Age as of September 1st 2011: 31

Free Agent Status: Unrestricted

Key Stat: Threw away 12 balls in limited action as opposed to the seven Donovan McNabb did.

Behind The Numbers: Seems such a long time ago that Rex Grossman (and his many nicknames) stood as a favorite topic of many general NFL conversations. Then one breakdown in a QB/head coach relationship, and all of a sudden Rex was back in the spotlight when most fans weren’t even sure what team he was on. And he didn’t do too badly. Staying away from forcing throws and playing in a more conservative manner, Rex was more game manager than game winner, but you wonder if he can keep that discipline about his game over a whole season.

  • dpowers120

    Does Vince Young not qualify as a free agent yet?

    • Nathan Jahnke

      Nope, even though the Titans have stated Young will not be back on the team, he is still under contract and hasn’t been released.

  • UncleScurvy

    If Kyle Orton is released, does he leap to the top of the list?
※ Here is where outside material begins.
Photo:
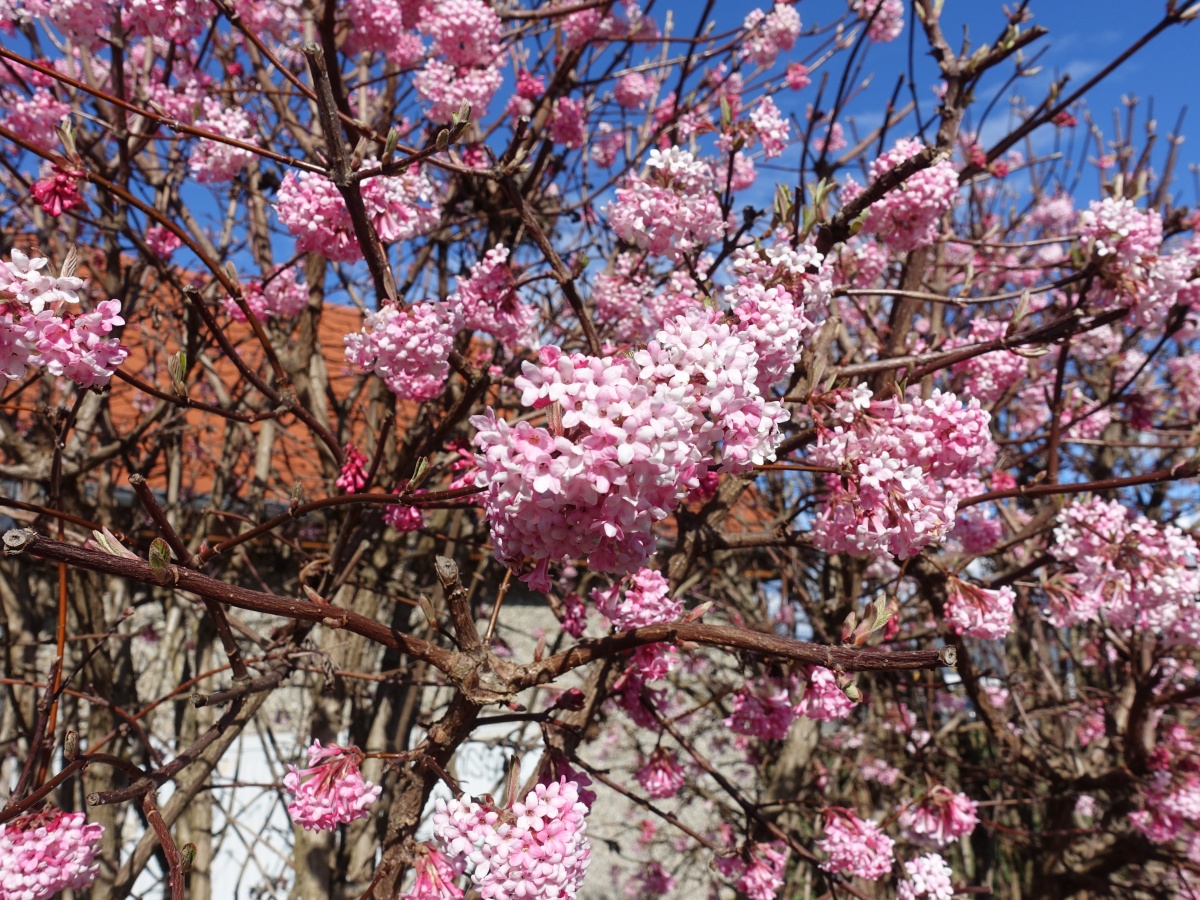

And where would McNabb stand?

    • Nathan Jahnke

      If Kyle Orton was released, I would put him at #1. However I believe he will stay in Denver. McNabb would probably be somewhere in the middle maybe. He really didn’t look good in Washington.

  • yaopau

    For the future position rankings, maybe list the guys by value instead of current ability? None of these guys listed are starting caliber QBs. Hasselbeck looked good against the Bears, but he’s 35 and has had a rating of about 70 over the past three years. Whatever flashes he showed were in a pan three years ago, heyo!

    There are some intriguing guys on the free agent list though: I’d put Alex Smith, Tyler Thigpen, Matt Leinart, Dennis Dixon, Drew Stanton, Caleb Hanie over anybody on this list for intrigue alone.

  • Nathan Jahnke

    While I could see an argument for Alex Smith and Tyler Thigpen, I can’t see one for the others. Matt Leinart has had a negative rating in 2008 and 2009(didn’t play in 2010). Dennis Dixon only has three starts in the past three years, and he had a negative rating in each. Drew Stanton has a negative rating over his games in the past two years. Caleb Hanie looked good in comparison to the other QB’s against the Packers, but still was only average in his time.

    While those players are younger than the players we listed have shown at some point recently that they are capable of being an alright starter. I don’t think any of them are long term solutions, but we haven’t seen anything to show that those younger guys have what it takes ether. Yes the sample sizes have been small, but the guys we listed at least in my opinion are safer bets.

    I also think at most of the other positions there will be less of an issue with this. At most positions, there are a number of players who are proven starters in the league. The quarterback class this year is just not very good.